Use Transcriptor Reverse Transcriptase for synthesis of cDNA from total RNA or mRNA for:
  • Two-step RT-PCR applications using conventional thermal cyclers or real-time PCR instruments
  • RT-PCR for detection of viral RNA
  • TMA and NASBA nucleic acid amplification methods
  • Synthesis of full-length cDNA up to 14 kb for libraries or cloning
  • Rapid amplification of cDNA end (RACE)
Transcriptor Reverse Transcriptase offers higher thermostability compared to the native forms of AMV or M-MLV reverse transcriptase, allowing higher temperatures for reverse transcription, achieving high performance with GC-rich RNA fragments and difficult secondary structures.
Enzyme activities: RNA-dependent DNA polymerase, DNA-dependent DNA polymerase, unwinding activity, RNase H (degrading RNA in RNA:DNA hybrids)
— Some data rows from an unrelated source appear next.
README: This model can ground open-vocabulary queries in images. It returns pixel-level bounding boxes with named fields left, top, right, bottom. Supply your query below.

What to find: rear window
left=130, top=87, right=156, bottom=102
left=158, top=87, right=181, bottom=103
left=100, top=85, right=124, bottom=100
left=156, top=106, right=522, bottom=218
Recommended reaction temperature: +42 to +65°C
Substrates: Incorporates dNTP, ddNTP, dUPT, various labeled or modified nucleotides
Divalent ion requirement: Mg2+
Appearance: Clear, colorless solution
Storage buffer: Potassium phosphate, 200 mmol/L; DTT, 2 mmol/L; Triton X-100, 0.2% (v/v); glycerol, 50% (v/v), pH approximately 7.2
Volume activity: ≥20 U/μL
Specific activity: ≥50 kU/mg protein
Unit definition: One unit Transcriptor Reverse Transcriptase is defined as the amount of enzyme which incorporates 1 nmol of [3H]TMP into an acid insoluble product in 10 minutes at +37°C with poly(A)x(dT)15 as substrate.
Purity (SDS PAGE): ≥90%
Unspecific endonucleases (MWM III DNA): Not detectable in up to 25 U after 16 hours incubation at +37°C.
Nicking activity (pBR322 DNA): Not detectable in up to 25 U after 16 hours incubation at +37°C.
Ribonucleases (MS2 RNA): Not detectable in up to 40 U after 4 hours incubation at +37°C.
Function test in RT-PCR (human skeletal muscle total RNA, 10 kb dystrophin gene fragment): Corresponds to reference
Function test in real-time RT-qPCR using the LightCycler® instrument (PBGD gene fragment from RNA standards): Corresponds to reference
Animal-derived additives: None
Stability: At -15 to -25°C within specification range for 12 months.